Some 25 of the 500 dogs housed at the Edirne Municipality Temporary Animal Nursing Home will be caged there for the rest of their lives, Demiören news agency reported on Nov. 4.
Even though the shelter is supposed to be temporary, it is unable to release these dogs due to the fact that they are “forbidden breeds” and is forced to keep them there until they die.
Soyuhan Barlas, the veterinarian who oversees the shelter, said it is unfair that these animals remain imprisoned for life simply because of their breed. Each day, he and the other shelter employees care for these dogs, considered by law to be “forbidden breeds” and do their best to keep them healthy. Simply because dogs like Pitbulls have higher levels of athleticism and jaw strength, Barlas and his colleagues have to keep them in cages.
“This [strength] does not mean that they should be banned in our eyes. All animals are equal.
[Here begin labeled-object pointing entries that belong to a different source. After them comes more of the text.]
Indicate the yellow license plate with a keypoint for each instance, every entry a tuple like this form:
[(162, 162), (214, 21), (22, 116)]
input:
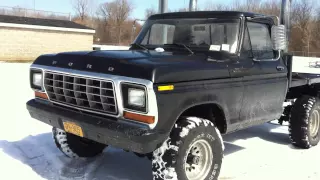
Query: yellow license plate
[(73, 128)]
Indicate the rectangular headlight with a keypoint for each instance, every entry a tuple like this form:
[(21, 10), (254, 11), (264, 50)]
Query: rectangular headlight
[(36, 79), (136, 97)]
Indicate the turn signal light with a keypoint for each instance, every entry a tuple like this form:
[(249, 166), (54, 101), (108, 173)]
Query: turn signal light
[(41, 95), (139, 117)]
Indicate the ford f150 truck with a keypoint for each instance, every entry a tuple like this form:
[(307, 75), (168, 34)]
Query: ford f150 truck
[(187, 79)]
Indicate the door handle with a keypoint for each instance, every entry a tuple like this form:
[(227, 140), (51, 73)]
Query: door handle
[(280, 68)]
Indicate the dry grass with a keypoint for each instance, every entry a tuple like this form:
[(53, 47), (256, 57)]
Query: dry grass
[(17, 61)]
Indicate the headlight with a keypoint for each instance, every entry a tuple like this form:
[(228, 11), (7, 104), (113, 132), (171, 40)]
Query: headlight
[(36, 79), (136, 97)]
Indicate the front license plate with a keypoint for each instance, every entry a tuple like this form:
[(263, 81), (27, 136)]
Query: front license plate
[(73, 128)]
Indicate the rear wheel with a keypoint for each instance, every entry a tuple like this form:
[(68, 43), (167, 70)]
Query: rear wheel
[(194, 151), (304, 122), (74, 146)]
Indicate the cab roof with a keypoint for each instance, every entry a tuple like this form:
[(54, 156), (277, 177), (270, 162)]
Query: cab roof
[(205, 14)]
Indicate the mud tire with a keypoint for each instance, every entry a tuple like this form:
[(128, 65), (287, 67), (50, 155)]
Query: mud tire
[(168, 161), (74, 146), (299, 122)]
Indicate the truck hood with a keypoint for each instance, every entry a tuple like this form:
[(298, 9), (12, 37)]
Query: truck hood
[(164, 67)]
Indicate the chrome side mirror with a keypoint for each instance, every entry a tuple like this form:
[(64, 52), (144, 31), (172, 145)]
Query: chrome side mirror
[(279, 37)]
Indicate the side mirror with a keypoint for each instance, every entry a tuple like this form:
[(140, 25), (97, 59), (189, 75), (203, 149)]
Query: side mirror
[(279, 37)]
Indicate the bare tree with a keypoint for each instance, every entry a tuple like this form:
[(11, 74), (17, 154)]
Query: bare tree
[(304, 21), (82, 8), (115, 13)]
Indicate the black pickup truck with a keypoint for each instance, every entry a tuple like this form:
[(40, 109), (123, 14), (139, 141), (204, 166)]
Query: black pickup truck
[(187, 78)]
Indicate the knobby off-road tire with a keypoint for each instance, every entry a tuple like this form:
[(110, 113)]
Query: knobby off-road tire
[(192, 141), (74, 146), (304, 122)]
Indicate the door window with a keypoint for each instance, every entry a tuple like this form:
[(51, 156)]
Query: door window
[(260, 41)]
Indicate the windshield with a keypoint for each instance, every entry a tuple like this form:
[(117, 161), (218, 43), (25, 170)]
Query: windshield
[(207, 34)]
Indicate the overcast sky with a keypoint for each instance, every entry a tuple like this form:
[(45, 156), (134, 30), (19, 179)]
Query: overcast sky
[(66, 7)]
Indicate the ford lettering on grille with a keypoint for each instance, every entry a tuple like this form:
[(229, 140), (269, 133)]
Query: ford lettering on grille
[(82, 92)]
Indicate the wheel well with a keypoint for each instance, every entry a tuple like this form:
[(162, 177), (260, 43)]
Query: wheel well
[(297, 92), (212, 112)]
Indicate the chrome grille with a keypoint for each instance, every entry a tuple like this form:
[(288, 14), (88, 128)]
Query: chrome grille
[(82, 92)]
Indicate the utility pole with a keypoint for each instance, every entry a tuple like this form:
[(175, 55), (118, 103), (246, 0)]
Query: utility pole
[(193, 5), (34, 8), (163, 8)]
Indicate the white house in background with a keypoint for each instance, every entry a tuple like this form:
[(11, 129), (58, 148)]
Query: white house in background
[(25, 38)]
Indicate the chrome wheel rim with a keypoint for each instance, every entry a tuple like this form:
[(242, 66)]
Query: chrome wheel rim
[(199, 160), (314, 123)]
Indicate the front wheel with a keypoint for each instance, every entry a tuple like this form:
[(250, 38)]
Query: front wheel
[(74, 146), (194, 151)]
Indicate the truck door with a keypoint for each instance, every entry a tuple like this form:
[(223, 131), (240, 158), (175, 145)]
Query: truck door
[(265, 82)]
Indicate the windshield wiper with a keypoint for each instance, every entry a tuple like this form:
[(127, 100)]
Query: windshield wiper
[(140, 46), (180, 44)]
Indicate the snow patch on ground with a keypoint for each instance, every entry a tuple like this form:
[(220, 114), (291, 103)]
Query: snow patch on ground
[(27, 150)]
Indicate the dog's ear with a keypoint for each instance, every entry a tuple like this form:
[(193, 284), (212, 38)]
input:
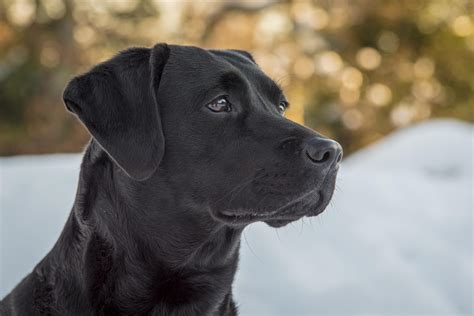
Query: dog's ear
[(117, 102)]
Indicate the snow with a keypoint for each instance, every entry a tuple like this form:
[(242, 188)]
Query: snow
[(397, 238)]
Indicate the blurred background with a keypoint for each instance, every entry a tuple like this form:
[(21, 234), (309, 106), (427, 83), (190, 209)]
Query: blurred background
[(392, 81), (355, 70)]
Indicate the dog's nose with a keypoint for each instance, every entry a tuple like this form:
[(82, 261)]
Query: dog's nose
[(323, 151)]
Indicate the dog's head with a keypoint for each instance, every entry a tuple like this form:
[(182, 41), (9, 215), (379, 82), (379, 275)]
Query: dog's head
[(212, 124)]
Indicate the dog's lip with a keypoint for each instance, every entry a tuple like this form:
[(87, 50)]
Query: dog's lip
[(275, 216)]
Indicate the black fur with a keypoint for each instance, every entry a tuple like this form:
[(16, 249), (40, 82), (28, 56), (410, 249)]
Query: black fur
[(167, 186)]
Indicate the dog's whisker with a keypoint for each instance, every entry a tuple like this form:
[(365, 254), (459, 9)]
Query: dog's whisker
[(250, 248)]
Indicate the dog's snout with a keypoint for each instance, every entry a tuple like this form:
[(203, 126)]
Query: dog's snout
[(323, 151)]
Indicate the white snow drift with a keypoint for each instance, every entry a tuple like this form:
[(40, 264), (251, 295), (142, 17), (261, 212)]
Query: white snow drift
[(397, 238)]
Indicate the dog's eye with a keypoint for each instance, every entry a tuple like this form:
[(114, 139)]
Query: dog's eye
[(282, 107), (220, 104)]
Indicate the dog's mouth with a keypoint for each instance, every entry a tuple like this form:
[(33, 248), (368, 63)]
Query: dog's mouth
[(310, 204)]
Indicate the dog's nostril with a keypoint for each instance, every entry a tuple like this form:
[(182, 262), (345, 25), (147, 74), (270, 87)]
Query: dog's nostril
[(323, 151), (324, 158)]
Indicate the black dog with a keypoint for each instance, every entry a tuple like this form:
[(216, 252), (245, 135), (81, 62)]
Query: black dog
[(189, 146)]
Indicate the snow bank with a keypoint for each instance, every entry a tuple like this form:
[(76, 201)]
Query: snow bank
[(396, 240)]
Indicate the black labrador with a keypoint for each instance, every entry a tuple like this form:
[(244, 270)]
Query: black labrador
[(188, 147)]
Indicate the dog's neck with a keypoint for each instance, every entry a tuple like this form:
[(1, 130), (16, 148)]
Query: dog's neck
[(130, 256)]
Despite this, these 'prohibited breeds' are specified in the law […] It is made completely impossible to adopt them from shelters, it is impossible to find them a home, and they stay here and are cared for until they die,” he said.
Barlas said that keeping these animals caged is the equivalent of imprisonment.
“We keep them here like prison convicts because of their racial characteristics. We are imprisoning them,” he said.
These animals, many of whom are sensitive or traumatized, have special caretakers who attend to their needs. Many of them are only comfortable with one or two veterinarians. Not everyone can enter their cages, and they become “attached to certain people.” They are mostly mixed-breed, and are being punished for that, said Barlas.
“These souls are imprisoned for life here, without committing any crimes,” he said.
If the dogs are actually determined to be hybrid breeds, they can be released from the shelters, either to be adopted or to their owners. However, Edirne Deputy Mayor Ertuğrul Tanrıkulu noted that Edirne does not have the capacity to carry out such precise DNA testing. He said it is a shame that the dogs are imprisoned, but with the city’s current capacity there is no other option.
“These souls, unfortunately, are subjected to ill-treatment due to people’s misperception, in some way,” Tanrıkulu said. “The probability of them being hybrid [breeds] is very high. If a DNA test is completed to prove they are hybrids, then they can be released. Unfortunately, we do not have that capacity […] If we do a study like that, maybe we can hand over these hybrid breeds to their owners.”